Furthermore, LMICs are undergoing a protracted epidemiological transition (Frenk and others 1989). Underfunded and weak health systems continue to face a backlog of acute diseases and conditions associated with poverty, together with the onslaught of costly and chronic noncommunicable diseases (NCDs), conditions that affect the entire population at all income levels. This situation inevitably results in competing priorities about which services to include in essential packages of care and which to cover through national insurance funds (Beaglehole and others 2011). However, evidence is lacking on the household-level economic burden associated with certain categories of disease, particularly chronic diseases. Such evidence would inform global health policy development by highlighting where the greatest gains in financial protection might be realized (Shrime and others 2015) and help governments prioritize the measures needed to move toward universal health coverage.

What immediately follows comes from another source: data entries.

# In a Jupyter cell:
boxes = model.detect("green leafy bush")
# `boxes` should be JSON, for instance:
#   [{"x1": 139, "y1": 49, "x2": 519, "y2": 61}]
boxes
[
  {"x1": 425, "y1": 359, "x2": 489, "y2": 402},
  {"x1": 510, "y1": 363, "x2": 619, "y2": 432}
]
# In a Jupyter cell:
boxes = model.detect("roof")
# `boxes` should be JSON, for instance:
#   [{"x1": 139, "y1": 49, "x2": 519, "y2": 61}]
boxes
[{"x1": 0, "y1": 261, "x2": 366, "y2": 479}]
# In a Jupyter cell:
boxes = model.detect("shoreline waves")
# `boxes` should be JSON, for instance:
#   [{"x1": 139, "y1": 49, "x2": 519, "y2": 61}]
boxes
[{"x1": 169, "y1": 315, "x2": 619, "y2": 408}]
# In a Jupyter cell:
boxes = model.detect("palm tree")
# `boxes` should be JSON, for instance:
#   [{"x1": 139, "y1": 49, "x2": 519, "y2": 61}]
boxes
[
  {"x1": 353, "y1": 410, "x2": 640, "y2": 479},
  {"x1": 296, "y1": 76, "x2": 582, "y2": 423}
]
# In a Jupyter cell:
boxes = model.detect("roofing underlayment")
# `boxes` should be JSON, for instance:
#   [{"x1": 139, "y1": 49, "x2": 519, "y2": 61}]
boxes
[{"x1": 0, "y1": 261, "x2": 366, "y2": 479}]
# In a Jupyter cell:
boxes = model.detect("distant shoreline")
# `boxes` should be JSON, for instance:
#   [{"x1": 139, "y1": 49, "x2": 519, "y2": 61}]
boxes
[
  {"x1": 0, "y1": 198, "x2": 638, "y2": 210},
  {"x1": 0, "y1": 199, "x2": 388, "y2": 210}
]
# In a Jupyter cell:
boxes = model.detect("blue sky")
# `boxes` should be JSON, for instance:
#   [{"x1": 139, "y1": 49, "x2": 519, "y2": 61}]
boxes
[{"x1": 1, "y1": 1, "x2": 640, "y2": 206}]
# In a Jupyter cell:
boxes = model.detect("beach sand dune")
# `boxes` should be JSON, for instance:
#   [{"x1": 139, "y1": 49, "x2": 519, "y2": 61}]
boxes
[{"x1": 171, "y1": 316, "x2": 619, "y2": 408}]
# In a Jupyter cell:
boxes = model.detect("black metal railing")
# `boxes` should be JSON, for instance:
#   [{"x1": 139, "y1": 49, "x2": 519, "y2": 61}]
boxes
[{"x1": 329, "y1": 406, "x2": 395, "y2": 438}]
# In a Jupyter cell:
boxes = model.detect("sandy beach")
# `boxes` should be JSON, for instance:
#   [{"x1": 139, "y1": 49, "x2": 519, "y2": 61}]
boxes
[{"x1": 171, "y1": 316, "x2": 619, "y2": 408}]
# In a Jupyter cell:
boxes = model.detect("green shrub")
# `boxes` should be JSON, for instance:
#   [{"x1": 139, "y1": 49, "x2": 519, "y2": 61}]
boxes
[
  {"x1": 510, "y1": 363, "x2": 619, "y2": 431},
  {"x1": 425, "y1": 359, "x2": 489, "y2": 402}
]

This chapter estimates the burden of catastrophic health expenditure (CHE) associated with chronic ill health and injuries in LMICs and describes the broader economic effects on households. It is organized as follows. We begin by estimating the population-level burden of CHE—the most common indicator of the household economic burden of health expenditure—and draw on empirical research of specific chronic diseases and injuries to estimate the prevalence of CHE associated with seven categories of conditions: cancers, CVDs, chronic infectious diseases, endocrine diseases, injuries, renal diseases, and respiratory diseases. We then draw on a review of NCDs in LMICs to describe the broader household economic effects associated with ill health, including impoverishing health expenditure, productivity effects, distressed financing, and treatment discontinuation. We discuss implications of the results for improving financial protection and offer directions for future research.